Des repas « rationnés », des personnes âgées laissées sans soin pendant des jours : l’obsession de la réduction des coûts au sein des maisons de retraite du groupe Orpea, leader mondial des Ehpad et des cliniques privées, se traduit par de graves « dysfonctionnements », selon un livre-enquête qui a suscité lundi des turbulences boursières et les protestations de sa direction.
Dans « Les Fossoyeurs » – à paraître ce mercredi chez Fayard, le journaliste indépendant Victor Castanet décrit un système où les soins d’hygiène, la prise en charge médicale, voire les repas des résidents sont « rationnés » pour améliorer la rentabilité du groupe d’Ehpad privés. Et ce alors que les séjours sont facturés au prix fort – près de 6500 euros par mois pour une chambre d’« entrée de gamme » à la résidence « Les Bords de Seine » de Neuilly-sur-Seine, et jusqu’à 12.000 euros par mois.

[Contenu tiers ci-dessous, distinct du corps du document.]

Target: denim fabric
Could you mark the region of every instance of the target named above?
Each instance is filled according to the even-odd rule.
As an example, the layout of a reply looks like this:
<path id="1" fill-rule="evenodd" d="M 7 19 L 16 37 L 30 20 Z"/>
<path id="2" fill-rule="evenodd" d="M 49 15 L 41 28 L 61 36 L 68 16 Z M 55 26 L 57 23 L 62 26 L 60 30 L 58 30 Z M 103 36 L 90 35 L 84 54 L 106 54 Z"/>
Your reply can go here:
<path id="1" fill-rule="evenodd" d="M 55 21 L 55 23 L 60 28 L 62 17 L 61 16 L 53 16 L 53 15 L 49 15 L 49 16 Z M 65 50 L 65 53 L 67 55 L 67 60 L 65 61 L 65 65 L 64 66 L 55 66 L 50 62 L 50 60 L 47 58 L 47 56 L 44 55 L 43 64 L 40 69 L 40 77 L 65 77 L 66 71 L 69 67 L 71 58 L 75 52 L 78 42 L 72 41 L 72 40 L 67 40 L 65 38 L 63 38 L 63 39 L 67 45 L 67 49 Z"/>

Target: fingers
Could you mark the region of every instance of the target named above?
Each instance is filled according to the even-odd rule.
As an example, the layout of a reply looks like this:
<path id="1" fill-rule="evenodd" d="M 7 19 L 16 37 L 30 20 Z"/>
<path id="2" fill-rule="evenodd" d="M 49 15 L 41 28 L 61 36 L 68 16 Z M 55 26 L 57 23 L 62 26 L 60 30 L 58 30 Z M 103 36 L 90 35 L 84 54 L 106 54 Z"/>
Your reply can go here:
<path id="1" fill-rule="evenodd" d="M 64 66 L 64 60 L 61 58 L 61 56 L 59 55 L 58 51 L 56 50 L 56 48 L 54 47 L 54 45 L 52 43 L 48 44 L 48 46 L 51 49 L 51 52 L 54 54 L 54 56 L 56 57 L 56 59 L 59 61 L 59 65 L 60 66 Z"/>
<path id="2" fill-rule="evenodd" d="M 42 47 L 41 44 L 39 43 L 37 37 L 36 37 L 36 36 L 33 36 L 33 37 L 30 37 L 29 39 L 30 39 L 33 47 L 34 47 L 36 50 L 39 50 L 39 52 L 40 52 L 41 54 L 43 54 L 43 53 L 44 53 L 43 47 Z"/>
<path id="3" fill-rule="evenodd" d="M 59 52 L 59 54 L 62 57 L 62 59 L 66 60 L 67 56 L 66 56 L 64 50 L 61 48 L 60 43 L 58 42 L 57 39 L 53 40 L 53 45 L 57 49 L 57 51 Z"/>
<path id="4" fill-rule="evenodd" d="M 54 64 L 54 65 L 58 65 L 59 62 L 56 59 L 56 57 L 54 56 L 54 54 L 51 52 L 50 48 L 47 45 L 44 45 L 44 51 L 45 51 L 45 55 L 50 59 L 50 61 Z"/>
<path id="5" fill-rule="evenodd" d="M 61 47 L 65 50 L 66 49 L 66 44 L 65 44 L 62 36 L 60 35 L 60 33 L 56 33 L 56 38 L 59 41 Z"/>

Or les maisons de retraite, même privées, bénéficient d’importants financements publics, de la part de l’État et des conseils départementaux, souligne le journaliste, pour qui « au moins de manière indirecte, une partie de cet argent public ne va pas au bénéfice des personnes âgées ».
Ehpad : « Le personnel soignant est obligé d’être maltraitant car il fait face à un système violent de réduction des coûts mis en place par Orpea. On m’a proposé 15 millions d’euros pour que je ne publie pas mon enquête. »@VictorCastanet dans le 5/5 de @MattBelliard.#CàVous pic.twitter.com/rABMvWF80r
— C à vous (@cavousf5) January 25, 2022
« Nous étions rationnés »
« J’ai obtenu des témoignages selon lesquels ces dysfonctionnements trouvaient leur origine dans une politique de réduction des coûts mise en place à un haut niveau » de l’entreprise, a résumé l’auteur.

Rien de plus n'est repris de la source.